Summer brings an exhilarating, new direction in the Art in the Garden series when we explore Japan’s most flamboyant and fanciful performance art through 10 elaborate costumes in the exhibition Kabuki: A Revolution in Color and Design. Kabuki is a classical Japanese dance-drama, which originated in the 17th century and continues to the present day under the auspices of Shochiku Co. of Tokyo. Kabuki theatre is known for the popular stylization of its drama and for the elaborate make-up worn by the performers. It became a common form of entertainment in the lively entertainment district in old Kyoto and Edo (now Tokyo). Crowd of enthusiastic fans from various levels of society gathered under one giant roof for these lively performances, a mingling of the strictly regulated social classes that happened nowhere else in the city. The Kabuki stage provides exciting entertainment with music and dance performed by famous actors, who were the wildly popular celebrities of their day.
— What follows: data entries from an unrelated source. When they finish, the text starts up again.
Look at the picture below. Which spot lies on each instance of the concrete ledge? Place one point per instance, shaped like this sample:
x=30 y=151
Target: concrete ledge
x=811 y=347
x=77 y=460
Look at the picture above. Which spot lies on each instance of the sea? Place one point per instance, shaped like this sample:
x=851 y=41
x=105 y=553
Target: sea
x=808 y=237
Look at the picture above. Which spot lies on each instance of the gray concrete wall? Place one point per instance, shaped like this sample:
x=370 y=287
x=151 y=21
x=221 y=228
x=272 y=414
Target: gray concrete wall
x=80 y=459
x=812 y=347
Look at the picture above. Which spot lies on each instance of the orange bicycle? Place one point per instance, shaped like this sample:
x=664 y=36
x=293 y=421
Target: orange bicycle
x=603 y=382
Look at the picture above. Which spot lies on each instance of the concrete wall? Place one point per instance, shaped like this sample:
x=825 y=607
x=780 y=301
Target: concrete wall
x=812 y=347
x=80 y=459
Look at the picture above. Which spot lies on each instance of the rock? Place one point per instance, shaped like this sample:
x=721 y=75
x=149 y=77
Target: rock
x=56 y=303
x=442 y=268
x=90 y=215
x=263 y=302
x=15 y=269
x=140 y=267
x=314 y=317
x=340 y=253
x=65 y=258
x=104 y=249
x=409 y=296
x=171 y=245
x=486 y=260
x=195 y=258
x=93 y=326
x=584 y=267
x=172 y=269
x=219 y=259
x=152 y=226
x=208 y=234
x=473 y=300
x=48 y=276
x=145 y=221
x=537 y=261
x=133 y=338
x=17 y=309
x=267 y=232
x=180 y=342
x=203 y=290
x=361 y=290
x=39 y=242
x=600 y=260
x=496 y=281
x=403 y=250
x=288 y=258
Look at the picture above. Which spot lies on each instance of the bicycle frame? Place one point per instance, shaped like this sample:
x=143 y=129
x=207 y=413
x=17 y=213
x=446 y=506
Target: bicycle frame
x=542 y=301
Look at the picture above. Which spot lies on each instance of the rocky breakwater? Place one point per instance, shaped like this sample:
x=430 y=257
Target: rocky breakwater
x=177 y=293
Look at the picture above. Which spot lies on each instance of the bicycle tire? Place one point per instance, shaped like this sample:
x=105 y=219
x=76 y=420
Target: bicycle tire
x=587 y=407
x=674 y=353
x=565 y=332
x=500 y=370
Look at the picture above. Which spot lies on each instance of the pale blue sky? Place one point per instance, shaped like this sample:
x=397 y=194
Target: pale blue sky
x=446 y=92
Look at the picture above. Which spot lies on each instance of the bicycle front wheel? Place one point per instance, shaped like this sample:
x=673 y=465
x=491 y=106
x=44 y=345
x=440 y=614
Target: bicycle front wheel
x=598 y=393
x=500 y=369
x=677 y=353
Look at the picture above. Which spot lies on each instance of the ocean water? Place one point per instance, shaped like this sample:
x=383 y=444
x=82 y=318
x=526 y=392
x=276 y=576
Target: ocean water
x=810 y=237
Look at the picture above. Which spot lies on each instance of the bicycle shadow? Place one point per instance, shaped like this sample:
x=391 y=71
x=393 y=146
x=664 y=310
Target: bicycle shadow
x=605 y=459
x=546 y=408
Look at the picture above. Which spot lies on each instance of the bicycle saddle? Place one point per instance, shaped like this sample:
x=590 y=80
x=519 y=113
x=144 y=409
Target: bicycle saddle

Their brilliantly hand-painted and lavishly embroidered silk costumes exploded on stage in a riot of color.

FALL

Mirrors of the Mind: The Noh Masks of Otsuki Koukun

In October, thirty hand-carved masks by Otsuki Koukun and eight elegant brocade costumes from the traditional silk looms of Orinasu kan in Kyoto bring the elusive world of Noh drama to Portland in the exhibition Mirrors of the Mind: The Noh Masks of Otsuki Koukun. This aristocratic form of theater art is vastly different from the exuberant peoples’ art form of Kabuki. Solemn and slowmoving, the stories often depict famous historical characters and restless spirits who return to earth to settle unresolved issues that haunt the consciousness of the living. In his quiet studio tucked away on a Kyoto backstreet, Mr. Otsuki is one of a handful of professional Noh mask carvers working today. The exhibition is highlighted by performances by Living National Treasure Noh actor Kawamura Haruhisa during the opening days of the exhibition.

A demonstration of Noh mask carving will be presented by Mr. Ohtsuki, who will also be present for the opening.